In November 2007, Harvey confirmed it on the Women’s Wear Daily site where he said: “I made the worst movie ever made about fashion. Casting Marcello Mastroianni in the lead role was love at first sight for me. I never went to work, I hung out with Marcello every day in his dressing room. I listened to a thousand stories about Fellini, and if that movie is bad it’s because the producer was absentee.”

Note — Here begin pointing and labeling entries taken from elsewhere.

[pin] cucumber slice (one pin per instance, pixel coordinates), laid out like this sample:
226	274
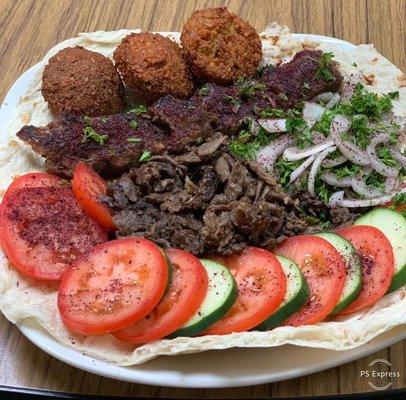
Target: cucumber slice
353	280
220	297
393	225
297	293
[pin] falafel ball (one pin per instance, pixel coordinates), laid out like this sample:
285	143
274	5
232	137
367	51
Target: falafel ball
219	46
152	66
82	82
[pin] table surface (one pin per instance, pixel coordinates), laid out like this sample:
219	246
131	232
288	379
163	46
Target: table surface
28	28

That’s being genereous. In actuality, according to Harvey in the same article, Barbara Shulgasser wrote a brilliant script but Robert Altman was notorious for ad-libbing on the set. Barbara Shulgasser was a journalist, so she knew better on how to deal with Kim Basinger’s character. Unlike the cast of Pulp Fiction, Prêt-à-Porter was not a harmonious endeavour for those involved. Danny Aiello was at odds with Lauren Bacall and closeted gay actor Rupert Everett, who would end up working with Julia on My Best Friend’s Wedding (1997). Perhaps it’s not surprising that Danny Aiello got along well with the person who Harvey bonded with - Marcello Mastroianni. Surprisingly, one of the critics who hated Prêt-à-Porter was a fashion magazine editor-in-chief who became one of Harvey’s friends - Anna Wintour. She even allowed stars of his films to grace over a dozen of her Vogue covers.
While it’s strange that Julia never gets to interact with Lyle Lovett and Rupert Everett, even stranger is that she never interacts with Lili Taylor - her castmate from Mystic Pizza (1988). This leads to another issue - the aforementioned Eric Stoltz. In the ‘80s, he was a room-mate of Rupert Everett at one point. Not only that but one of Julia’s closest friends is a gay actor named Scott Coffey, who acted in a 1987 Eric Stoltz film called Some Kind of Wonderful (written and produced by John Hughes). Back to Lili Taylor, herself and Eric had acted in a 1989 Cameron Crowe film called Say Anything where Eric had actually worked as a production assistant. His humorous role in this proved that he could do comedy way before Pulp Fiction. His role in the latter is funny because it concerns a life and death situation that he is responsible for. Prêt-à-Porter technically deals with death but in a less confrontational manner. Overall, it needed to be less goofy and more dry. On that note, it reminded me of another 1994 comedy by a man who directed Julia Roberts - Gerry Marshall’s Exit to Eden.